I am writing to express my gratitude for all the opportunities and resources you have provided for us students. Personally, the last 4 years of my academic work would not have been as fun or stimulating if it were not for the Japanese department. Many people often wonder why I chose to take on such divergent paths majoring in both electrical engineering and Japanese language and literature. Some have even discounted the valuable knowledge learning a new language and studying literature has to offer. Although it has been one heck of a challenge, I am certain that I am acquiring knowledge and new perspectives from your courses that will assist me in my long-term goals.

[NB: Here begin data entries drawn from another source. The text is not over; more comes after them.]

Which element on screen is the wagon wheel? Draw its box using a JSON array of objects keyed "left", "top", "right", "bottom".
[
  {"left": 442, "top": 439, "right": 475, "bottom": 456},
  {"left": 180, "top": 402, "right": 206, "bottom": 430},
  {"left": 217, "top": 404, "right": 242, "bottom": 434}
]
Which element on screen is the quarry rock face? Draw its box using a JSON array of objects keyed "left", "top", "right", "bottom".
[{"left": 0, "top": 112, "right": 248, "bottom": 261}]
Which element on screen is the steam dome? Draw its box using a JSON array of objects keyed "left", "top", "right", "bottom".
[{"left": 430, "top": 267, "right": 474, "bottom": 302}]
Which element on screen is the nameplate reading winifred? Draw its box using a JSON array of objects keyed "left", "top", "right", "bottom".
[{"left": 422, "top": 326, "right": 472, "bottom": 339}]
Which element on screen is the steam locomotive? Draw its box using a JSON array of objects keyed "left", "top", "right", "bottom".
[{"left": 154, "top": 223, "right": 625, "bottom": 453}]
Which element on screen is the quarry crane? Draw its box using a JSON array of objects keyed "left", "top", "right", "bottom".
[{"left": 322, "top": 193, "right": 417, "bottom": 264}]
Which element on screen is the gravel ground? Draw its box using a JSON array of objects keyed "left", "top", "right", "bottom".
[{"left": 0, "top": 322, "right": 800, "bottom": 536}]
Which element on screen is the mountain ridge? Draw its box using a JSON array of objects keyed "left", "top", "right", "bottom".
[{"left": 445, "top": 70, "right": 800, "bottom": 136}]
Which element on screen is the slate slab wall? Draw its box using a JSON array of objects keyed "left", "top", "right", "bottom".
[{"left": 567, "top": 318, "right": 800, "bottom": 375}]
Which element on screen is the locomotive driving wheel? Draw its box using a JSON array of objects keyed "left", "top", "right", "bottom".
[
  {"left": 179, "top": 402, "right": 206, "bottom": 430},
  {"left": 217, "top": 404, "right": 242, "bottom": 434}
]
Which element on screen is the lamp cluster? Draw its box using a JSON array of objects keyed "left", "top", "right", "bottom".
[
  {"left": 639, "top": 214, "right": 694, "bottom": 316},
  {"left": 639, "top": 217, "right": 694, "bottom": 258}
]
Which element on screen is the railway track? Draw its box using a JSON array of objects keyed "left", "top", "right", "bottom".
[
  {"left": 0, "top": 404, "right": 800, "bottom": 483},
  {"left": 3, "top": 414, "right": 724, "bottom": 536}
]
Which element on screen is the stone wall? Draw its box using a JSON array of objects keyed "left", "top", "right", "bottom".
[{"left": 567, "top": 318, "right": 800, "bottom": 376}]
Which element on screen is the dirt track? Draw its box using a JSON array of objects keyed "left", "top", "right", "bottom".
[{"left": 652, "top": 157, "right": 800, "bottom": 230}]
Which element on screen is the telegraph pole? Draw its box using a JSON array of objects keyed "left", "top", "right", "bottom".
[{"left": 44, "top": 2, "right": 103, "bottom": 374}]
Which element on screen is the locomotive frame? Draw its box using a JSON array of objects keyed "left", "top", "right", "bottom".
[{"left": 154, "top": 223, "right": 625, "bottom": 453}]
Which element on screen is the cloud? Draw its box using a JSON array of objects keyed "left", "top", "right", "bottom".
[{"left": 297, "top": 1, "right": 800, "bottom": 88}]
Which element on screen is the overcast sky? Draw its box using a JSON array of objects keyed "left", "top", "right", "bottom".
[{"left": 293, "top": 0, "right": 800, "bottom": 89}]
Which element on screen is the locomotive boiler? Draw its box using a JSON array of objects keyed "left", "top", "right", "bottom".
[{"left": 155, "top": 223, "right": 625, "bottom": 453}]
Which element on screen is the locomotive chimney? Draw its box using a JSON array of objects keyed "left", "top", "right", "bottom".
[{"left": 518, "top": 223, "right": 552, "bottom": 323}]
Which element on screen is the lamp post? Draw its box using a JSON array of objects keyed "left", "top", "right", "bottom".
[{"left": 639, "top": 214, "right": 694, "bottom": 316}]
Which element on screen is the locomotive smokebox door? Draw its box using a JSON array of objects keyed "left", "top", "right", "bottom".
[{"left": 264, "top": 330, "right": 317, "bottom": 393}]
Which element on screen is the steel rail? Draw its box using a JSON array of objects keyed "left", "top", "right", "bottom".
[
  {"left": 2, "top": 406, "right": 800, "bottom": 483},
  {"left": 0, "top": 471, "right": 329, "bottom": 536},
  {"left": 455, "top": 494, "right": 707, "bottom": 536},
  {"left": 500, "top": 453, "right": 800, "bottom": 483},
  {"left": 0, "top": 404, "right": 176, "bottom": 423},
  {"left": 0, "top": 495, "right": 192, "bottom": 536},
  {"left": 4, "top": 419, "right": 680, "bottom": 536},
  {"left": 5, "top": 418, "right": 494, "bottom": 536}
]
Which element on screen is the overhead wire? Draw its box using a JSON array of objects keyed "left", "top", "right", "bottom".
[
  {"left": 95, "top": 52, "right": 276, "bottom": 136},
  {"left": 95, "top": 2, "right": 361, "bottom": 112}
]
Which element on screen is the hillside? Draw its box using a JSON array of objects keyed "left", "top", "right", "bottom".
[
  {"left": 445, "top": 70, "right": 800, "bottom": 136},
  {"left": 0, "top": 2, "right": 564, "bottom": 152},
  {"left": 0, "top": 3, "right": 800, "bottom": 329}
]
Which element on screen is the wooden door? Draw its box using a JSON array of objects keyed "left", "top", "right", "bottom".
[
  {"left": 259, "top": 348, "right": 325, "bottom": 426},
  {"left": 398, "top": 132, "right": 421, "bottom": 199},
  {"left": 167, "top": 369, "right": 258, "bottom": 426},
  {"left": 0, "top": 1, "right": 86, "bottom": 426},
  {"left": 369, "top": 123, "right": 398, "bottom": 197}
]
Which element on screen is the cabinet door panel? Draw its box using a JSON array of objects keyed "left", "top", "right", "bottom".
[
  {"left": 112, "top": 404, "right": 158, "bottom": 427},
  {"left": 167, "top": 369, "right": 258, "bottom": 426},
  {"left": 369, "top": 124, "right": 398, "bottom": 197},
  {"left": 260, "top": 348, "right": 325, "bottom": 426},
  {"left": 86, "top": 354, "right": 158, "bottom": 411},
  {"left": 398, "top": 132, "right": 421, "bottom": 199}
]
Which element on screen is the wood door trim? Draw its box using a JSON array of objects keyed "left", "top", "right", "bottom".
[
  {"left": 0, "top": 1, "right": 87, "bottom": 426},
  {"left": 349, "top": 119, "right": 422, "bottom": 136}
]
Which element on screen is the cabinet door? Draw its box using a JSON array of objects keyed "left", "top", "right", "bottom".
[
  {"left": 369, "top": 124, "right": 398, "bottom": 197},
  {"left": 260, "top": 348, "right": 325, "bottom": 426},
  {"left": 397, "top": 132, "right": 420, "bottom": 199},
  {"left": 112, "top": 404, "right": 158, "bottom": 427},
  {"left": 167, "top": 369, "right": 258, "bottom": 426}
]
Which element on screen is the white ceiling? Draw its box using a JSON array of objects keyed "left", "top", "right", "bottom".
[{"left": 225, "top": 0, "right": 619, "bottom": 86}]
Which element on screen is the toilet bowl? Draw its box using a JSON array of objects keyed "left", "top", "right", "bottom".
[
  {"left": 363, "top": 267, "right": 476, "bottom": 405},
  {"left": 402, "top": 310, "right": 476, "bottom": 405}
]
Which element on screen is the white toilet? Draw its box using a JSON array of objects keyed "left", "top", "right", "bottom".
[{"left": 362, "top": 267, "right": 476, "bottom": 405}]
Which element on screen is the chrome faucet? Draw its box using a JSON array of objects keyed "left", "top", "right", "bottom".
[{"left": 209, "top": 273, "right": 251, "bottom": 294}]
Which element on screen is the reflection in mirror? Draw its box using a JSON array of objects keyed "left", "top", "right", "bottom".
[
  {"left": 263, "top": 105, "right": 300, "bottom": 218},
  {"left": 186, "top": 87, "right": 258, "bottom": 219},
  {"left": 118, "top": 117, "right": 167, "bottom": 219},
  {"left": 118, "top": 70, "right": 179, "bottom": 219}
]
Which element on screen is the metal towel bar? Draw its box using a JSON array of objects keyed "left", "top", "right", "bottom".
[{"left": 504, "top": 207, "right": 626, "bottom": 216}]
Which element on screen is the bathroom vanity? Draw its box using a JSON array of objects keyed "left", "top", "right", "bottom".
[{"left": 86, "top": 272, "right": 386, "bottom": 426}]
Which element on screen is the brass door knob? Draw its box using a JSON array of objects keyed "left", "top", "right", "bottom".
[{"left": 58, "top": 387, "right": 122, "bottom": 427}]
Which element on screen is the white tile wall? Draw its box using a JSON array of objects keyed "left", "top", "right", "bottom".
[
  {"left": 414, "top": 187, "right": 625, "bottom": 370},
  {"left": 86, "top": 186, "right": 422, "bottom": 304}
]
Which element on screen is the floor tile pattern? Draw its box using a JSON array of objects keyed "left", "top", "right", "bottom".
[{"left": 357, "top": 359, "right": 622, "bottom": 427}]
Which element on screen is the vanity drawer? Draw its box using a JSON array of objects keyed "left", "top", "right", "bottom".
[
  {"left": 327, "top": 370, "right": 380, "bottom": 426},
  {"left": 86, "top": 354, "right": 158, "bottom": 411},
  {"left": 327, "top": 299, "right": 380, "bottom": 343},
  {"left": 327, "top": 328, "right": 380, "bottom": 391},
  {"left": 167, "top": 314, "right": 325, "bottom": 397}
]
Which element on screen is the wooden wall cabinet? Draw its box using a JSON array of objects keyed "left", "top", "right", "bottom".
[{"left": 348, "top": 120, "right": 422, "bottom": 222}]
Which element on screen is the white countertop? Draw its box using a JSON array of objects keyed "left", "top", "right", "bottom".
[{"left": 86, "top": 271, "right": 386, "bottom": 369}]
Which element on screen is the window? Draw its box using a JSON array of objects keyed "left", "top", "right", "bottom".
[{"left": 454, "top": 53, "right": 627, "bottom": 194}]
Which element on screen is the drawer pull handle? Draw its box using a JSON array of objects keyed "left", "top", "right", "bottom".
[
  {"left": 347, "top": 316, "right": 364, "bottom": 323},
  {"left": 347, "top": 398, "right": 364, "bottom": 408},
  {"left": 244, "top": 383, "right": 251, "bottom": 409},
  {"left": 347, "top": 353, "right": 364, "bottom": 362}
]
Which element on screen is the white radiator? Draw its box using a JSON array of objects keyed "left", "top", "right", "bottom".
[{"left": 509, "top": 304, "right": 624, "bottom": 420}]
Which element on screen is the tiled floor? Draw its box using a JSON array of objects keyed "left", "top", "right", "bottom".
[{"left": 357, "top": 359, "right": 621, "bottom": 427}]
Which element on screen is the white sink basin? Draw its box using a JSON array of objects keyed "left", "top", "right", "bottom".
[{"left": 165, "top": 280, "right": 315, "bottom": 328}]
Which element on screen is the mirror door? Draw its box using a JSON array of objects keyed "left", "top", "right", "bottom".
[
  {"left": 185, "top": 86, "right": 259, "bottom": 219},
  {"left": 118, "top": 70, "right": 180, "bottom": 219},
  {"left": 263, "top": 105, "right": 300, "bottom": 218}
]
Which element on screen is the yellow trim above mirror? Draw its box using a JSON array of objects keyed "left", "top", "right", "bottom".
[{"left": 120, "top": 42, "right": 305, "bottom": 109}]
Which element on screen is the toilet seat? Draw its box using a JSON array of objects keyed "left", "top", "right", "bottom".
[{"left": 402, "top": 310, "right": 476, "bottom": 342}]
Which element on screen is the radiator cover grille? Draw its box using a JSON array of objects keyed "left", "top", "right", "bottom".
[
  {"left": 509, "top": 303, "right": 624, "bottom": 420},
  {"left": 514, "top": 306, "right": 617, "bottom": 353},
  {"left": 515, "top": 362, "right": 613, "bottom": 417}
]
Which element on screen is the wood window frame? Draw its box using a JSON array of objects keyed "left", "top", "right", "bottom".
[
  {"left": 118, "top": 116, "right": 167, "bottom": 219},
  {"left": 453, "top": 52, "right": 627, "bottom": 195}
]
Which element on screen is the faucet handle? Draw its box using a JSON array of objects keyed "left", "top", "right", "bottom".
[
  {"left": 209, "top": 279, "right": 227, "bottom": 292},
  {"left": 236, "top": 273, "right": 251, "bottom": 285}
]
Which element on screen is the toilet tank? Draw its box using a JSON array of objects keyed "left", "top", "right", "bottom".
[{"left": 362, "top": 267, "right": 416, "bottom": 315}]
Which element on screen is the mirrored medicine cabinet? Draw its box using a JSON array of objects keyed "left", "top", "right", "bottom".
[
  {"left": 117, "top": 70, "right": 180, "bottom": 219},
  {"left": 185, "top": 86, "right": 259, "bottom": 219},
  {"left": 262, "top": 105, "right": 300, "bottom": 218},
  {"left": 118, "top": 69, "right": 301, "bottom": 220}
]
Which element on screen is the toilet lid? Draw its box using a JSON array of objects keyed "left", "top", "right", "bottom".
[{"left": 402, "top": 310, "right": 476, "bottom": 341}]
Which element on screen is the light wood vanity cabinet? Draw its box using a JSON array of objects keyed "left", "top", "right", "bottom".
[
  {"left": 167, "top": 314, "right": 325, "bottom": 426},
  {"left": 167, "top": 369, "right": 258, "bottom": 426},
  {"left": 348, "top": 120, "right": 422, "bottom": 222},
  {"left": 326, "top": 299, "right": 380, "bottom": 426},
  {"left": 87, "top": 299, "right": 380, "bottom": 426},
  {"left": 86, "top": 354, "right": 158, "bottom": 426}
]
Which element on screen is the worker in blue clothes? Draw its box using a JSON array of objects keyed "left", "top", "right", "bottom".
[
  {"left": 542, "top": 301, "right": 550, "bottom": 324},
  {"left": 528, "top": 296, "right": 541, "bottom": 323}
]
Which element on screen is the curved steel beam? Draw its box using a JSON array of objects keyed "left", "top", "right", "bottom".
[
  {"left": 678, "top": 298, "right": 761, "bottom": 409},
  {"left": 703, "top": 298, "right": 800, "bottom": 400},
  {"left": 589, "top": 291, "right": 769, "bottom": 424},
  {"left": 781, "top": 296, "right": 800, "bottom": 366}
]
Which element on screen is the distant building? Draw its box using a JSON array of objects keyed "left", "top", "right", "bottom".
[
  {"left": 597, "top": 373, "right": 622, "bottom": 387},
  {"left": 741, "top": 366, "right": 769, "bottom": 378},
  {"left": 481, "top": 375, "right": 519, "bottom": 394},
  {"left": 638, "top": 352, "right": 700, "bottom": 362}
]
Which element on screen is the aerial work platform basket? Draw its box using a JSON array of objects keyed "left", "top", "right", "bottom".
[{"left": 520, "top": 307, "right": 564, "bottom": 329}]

Watching the department gather with its students yesterday clearly shows the magnitude and strength of the Japanese program at UVA, as Professor Laughlin had said, and I am inspired by the number of students drawn to this program despite the limited staff for JAPN/JPTR. It was an honor and pleasure to have been invited, see past and current professors, and congratulate and recognize the accomplishments of my fellow peers. I had to leave early for a competition and could not express my gratitude in person, but thank you for having organized a successful celebration for us.

Sincerely,

Kenny Nguyen

UVA SEAS 2018
Electrical Engineering, Japanese Language & Literature

-----------------

On February 21, 2018, I attended the Japanese Department’s first ever Japanese Program Celebration, where students from all skill levels got together to catch up, hang out, and celebrate the achievements of the Department’s best and brightest. Although it was the Japanese professors’ first time hosting the event, the celebration was successful beyond imagination. The Language Common in New Cabell Hall was packed with a diverse group of students.  
            The celebration was so crowded that many had to stand around the perimeter of the seating area. Students shared seats, hugged, and rejoiced in an opportunity to relax with peers that they have collaborated with for several semesters. While the event allowed students to hang out and have fun, it was a time for meaningful reflection, as Professor Wilson taught us about the importance of applying classroom lessons to our daily language usage and the continuation of learning in the future. Josie Chiao, this year’s recipient of the Michiko N. Wilson Award, shared her experience and advice to younger students, emphasizing the importance of making the most of your time at UVA by getting to know your classmates, since you learn just as much from peers as you learn from faculties. The beauty of the event lied in the personal connections that instilled academic motivation and a sense of community in the students.
            Like many of my fellow students, going to college is a liberating experience but at times it evokes a feeling of loneliness as you are away from your home and family. I found a similar feeling of warmth while participating in the event. The Japanese program is like one big family. Seeing the smiles and hearing the constant laughter, one could only assimilate the scene with a family gathering. This is definitely one of the traits that make the Japanese program so special. Students receive the opportunity to learn but it’s also a network for friendship and mentorship.